This technique offers many advantages in data currency, encapsulation, side effects, data synthesis, data integrity and scalability. Since the data is accessed directly from the external systems, it is never stale. Encapsulation is good since data location is transparent to the applications and the applications access the external data as if it were stored in the GIS database.
Typically there are few side effects on existing applications. Implementing this interface requires database changes, but these usually do not affect the presentation of data to the legacy applications. This technique rates well on the data synthesis and data integrity criteria because, by using the database to perform the integration, this technique leverages the DBMS`s built-in data synthesis and transaction management capabilities. Scalability for this technique is much better than that of the previous techniques since the number of applications does not affect the number of interfaces.
When evaluated by the performance and data access criteria, this technique also usually rates well. However, these criteria are highly dependent on the database and middleware products involved. Data access is the capability that varies most by vendor. Depending on the vendor, there can be limitations in create, read, update and delete access, and many times access is not bi-directional.
The two disadvantages to this technique are cost and administration. Middleware products, often required to implement integration at the database level, are much more expensive than the middleware products used with applications. Once the middleware products have been purchased, they typically require a significant amount of database administration effort to implement.
Middleware Infrastructure Integration
The fifth integration technique is shown in Figure 5. With this approach, a middleware toolkit is purchased from a vendor and used to construct a single interface, allowing all applications to access all of the databases. This approach can vary tremendously in its complexity. In the simpler implementations, the middleware infrastructure provides only a single interface. In the more complex implementations, the middleware infrastructure implements a logical database where the middleware infrastructure has intelligence and data processing capabilities similar to those of the databases.
By creating a single interface for all of the applications and by being built on top of multiple databases, this technique provides a good solution to the data currency, data access, encapsulation, data synthesis, data integrity and scalability criteria. This technique`s evaluation on the performance criteria is not quite as good. The middleware infrastructure will cause some performance delays when compared to direct access to the databases.

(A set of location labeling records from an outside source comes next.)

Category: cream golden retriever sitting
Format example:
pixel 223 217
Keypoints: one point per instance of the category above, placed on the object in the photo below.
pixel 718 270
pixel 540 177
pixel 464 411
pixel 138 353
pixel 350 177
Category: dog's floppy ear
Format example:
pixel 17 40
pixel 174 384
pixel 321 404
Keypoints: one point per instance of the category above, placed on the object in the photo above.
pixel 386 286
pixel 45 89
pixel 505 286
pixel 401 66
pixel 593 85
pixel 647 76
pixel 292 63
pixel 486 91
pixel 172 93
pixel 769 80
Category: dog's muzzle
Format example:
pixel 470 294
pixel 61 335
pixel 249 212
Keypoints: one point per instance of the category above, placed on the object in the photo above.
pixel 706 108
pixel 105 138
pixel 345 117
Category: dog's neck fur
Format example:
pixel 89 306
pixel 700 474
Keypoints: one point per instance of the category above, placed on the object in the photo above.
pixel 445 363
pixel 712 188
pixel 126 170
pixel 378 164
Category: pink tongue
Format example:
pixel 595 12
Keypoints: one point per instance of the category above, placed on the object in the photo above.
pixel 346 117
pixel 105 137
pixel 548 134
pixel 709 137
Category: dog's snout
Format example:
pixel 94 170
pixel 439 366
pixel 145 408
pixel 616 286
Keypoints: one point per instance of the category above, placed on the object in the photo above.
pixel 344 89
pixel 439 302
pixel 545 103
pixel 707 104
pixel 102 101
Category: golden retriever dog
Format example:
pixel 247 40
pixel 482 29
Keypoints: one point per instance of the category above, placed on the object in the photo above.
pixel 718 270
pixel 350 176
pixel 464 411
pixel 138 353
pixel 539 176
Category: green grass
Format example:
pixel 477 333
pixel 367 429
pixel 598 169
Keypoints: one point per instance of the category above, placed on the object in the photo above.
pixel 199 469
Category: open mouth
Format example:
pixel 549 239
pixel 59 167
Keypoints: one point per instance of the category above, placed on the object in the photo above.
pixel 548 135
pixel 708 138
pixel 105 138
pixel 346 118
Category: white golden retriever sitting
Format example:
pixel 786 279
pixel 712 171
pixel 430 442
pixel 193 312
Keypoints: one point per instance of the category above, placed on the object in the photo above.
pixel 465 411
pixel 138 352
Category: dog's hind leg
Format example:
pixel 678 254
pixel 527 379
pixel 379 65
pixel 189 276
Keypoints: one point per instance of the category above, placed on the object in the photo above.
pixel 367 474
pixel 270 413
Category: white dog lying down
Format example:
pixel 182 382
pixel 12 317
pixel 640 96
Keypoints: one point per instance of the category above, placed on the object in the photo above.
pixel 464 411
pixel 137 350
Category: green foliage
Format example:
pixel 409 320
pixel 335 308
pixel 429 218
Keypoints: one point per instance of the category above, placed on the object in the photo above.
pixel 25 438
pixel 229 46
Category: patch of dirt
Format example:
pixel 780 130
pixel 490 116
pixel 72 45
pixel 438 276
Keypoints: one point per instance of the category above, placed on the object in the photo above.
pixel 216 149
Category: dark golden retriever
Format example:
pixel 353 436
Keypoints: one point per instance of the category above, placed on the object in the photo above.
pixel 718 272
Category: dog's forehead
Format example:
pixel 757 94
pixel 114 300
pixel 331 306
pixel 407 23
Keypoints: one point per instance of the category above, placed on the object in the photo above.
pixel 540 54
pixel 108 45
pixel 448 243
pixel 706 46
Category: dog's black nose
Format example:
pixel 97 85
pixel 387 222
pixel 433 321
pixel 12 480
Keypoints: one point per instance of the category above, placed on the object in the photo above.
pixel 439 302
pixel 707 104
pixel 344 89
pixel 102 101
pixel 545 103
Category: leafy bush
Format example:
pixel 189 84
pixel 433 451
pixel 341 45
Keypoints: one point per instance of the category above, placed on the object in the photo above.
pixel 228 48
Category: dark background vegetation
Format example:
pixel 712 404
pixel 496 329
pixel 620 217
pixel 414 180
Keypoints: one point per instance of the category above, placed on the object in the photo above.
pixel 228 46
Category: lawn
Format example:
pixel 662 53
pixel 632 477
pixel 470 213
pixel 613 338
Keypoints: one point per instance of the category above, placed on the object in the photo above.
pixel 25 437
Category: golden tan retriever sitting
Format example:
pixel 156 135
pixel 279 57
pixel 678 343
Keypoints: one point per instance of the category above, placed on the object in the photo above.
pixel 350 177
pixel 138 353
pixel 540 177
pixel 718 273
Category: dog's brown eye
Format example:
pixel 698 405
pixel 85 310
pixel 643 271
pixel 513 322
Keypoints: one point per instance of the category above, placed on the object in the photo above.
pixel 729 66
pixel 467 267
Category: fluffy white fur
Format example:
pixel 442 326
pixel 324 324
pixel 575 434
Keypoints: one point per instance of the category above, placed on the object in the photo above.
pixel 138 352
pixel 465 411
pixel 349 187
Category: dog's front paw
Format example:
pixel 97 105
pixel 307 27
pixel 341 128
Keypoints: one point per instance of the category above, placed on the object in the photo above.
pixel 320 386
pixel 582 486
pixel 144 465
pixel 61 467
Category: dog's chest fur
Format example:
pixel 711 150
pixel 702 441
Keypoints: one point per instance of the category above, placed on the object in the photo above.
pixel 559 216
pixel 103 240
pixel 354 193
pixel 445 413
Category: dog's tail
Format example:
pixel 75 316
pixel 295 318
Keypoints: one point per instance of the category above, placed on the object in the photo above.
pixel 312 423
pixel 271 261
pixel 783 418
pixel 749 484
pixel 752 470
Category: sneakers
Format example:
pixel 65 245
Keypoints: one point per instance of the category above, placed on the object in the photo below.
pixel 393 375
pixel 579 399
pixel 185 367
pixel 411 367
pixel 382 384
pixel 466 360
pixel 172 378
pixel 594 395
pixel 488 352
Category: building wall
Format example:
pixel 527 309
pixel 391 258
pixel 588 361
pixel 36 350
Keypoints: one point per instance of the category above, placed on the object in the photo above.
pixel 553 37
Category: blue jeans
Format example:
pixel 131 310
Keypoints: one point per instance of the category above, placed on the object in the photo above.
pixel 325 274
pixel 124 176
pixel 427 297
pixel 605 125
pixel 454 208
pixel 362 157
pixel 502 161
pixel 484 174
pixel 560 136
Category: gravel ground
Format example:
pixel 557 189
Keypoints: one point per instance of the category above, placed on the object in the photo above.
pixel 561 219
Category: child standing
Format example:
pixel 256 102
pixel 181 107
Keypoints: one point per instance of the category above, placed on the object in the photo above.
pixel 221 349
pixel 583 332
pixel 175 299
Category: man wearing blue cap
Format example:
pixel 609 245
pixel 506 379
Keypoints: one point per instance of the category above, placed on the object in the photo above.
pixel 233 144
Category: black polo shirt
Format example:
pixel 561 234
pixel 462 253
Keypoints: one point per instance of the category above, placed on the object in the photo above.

The drawbacks to this technique are its side effects, administration and cost. This approach has very significant side effects since all existing applications will need to be changed to use the middleware infrastructure. Implementing the middleware infrastructure typically requires significant changes to the databases and the middleware infrastructure, requiring significant administration work. Both of these drawbacks add to the cost of this technique. In addition, the middleware toolkit products used for creating a middleware infrastructure are significantly more expensive than the middleware used by applications. Further, the implementation effort required to build the middleware infrastructure adds to the cost. As a result, this technique is one of the most expensive ones.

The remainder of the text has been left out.